Une réforme aux résultats indéniables au regard de ses objectifs majeurs
La réforme de 2008 mettait un terme à cette anomalie et le vote des salariés dans leur entreprise devenait le premier échelon de la mesure de la représentativité. Une modalité qui prenait en compte un aspect de la crise démocratique qui ne se dément pas : la démobilisation croissante des électeurs pour élire des représentants dans des institutions à leurs yeux éloignées et aux productions qu’ils considèrent limitées quand ils ne les contestent pas. Au sein d’une entreprise, les salariés peuvent voter pour des personnes qu’ils connaissent et fréquentent, ils savent la signification de leur engagement syndical.
Cette réforme profonde a des effets positifs indéniables au niveau de l’entreprise : par leur vote les salariés disent qui sont les syndicats ayant légitimité à négocier et conclure un accord collectif en leur nom. Un renforcement de la légitimité de la négociation collective indispensable au regard de la décentralisation de la négociation d’entreprise et de l’élargissement de son champ en constante progression. Donner aux acteurs la capacité d’agir et de s’engager pour des solutions au plus près des réalités est aussi un enjeu démocratique.

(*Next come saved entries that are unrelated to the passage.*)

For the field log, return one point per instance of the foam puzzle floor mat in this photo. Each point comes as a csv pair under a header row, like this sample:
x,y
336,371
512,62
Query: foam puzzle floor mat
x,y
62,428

L’obligation de transparence financière des organisations (de travailleurs et d’employeurs) portée par cette réforme, si elle en a irrité quelques-uns, a aussi renforcé la légitimité de tous.

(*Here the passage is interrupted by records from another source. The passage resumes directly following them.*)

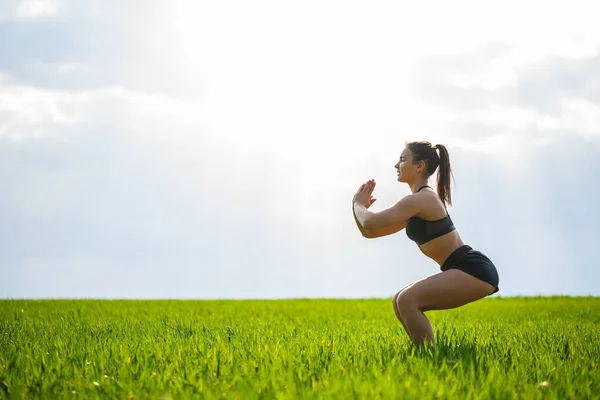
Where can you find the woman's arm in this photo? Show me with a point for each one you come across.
(365, 232)
(378, 232)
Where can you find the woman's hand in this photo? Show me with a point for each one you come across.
(363, 195)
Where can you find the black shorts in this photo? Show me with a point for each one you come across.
(474, 263)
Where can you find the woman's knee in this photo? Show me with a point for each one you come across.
(405, 301)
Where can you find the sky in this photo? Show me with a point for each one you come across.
(192, 149)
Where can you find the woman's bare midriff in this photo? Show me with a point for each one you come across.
(439, 249)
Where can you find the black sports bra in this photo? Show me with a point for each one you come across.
(422, 231)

Participation électorale et limites du système en place
Pour apprécier la représentativité nationale, au cumul des scrutins d’entreprise, le législateur a ajouté une fois tous les quatre ans un vote national des salariés des entreprises de moins de 10 salariés. La raison : une République Une et Indivisible ne peut laisser hors-jeux ces millions de salariés. Profession de foi juste dans son principe, hypocrite dans son énoncé politique, catastrophique dans sa mise en œuvre. Hypocrite de la part d’un État montrant son incapacité à réguler les chaînes de valeur qui fait très souvent du salarié de la TPE un travailleur aux conditions salariales et sociales inférieures à la moyenne. Catastrophique dans ses modalités : pourquoi ces salariés qui dans leur immense majorité ne rencontrent jamais de syndicalistes iraient-ils voter pour un objet non identifié : « la mesure de la représentativité syndicale » ? Le résultat est là : le taux de participation, très faible dès le départ, est tombé à 5,4% lors de la dernière élection. La plus belle campagne du ministère du Travail pour inciter les salariés concernés à aller voter n’y changera rien : quand la mécanique est inadaptée, rajouter de la peinture sur la carrosserie ne change pas la puissance du moteur.

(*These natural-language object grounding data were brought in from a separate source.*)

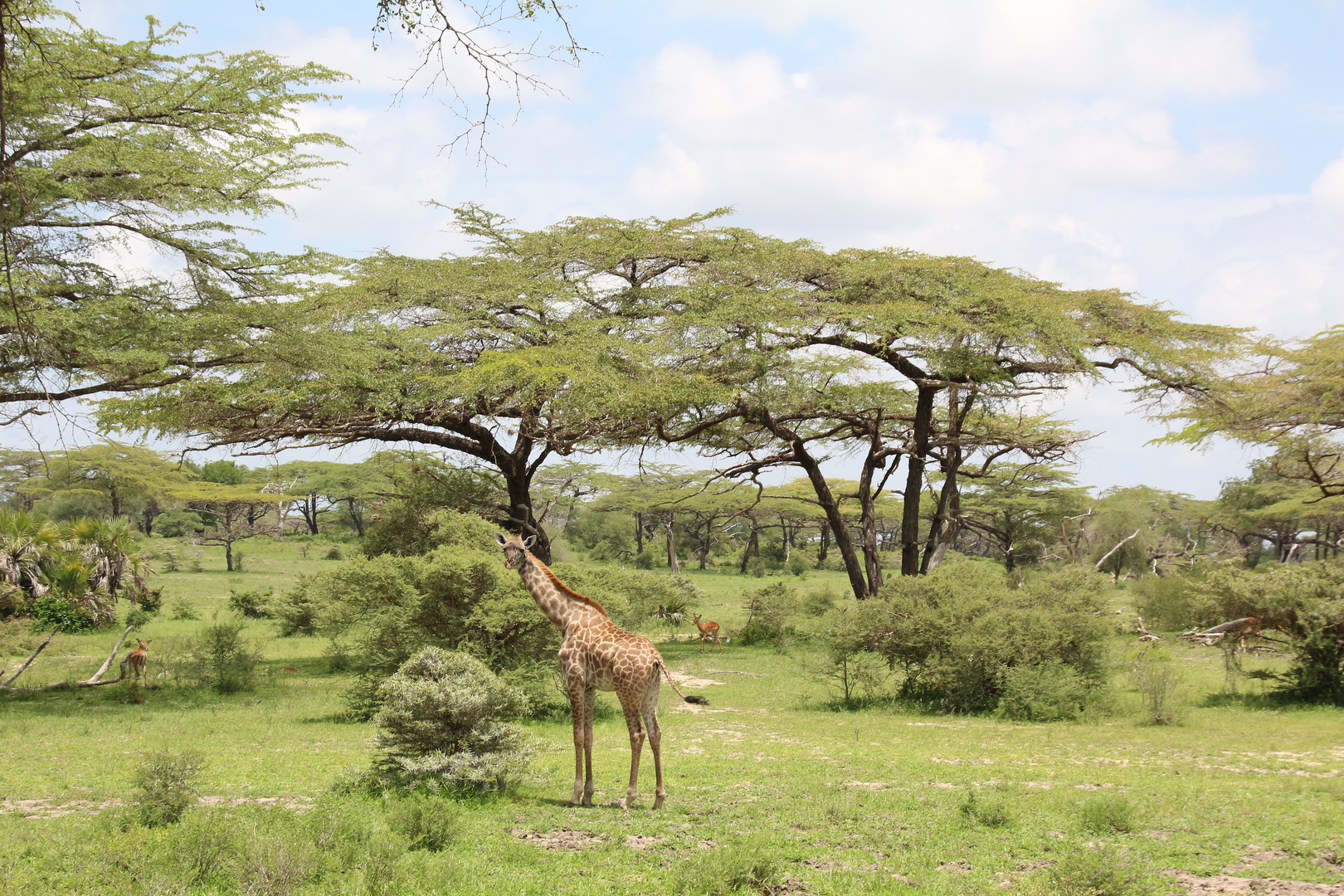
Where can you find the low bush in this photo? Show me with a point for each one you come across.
(1043, 692)
(962, 635)
(58, 611)
(166, 786)
(254, 605)
(138, 618)
(821, 601)
(182, 610)
(1307, 602)
(296, 610)
(426, 821)
(221, 659)
(991, 811)
(1097, 872)
(769, 616)
(444, 727)
(1108, 815)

De manière incompréhensible, le ministère du travail publie le chiffre de participation moyenne agglomérant votes aux élection TPE et votes dans les entreprises, soit 38% (chiffre que reprend Guy Groux comme la plupart des observateurs). Une abstention affichée à 62% est prompte à disqualifier le processus alors que le taux de participation dans les entreprises où se sont tenues les élections (bien qu’en recul) dépasse les 55 %.
Posons-nous d’abord les bonnes questions
La mesure idéale de la représentativité tiendrait à un vote massif dans toutes les entreprises de plus de 10 salariés ; entreprises éligibles à une représentation collective des travailleurs.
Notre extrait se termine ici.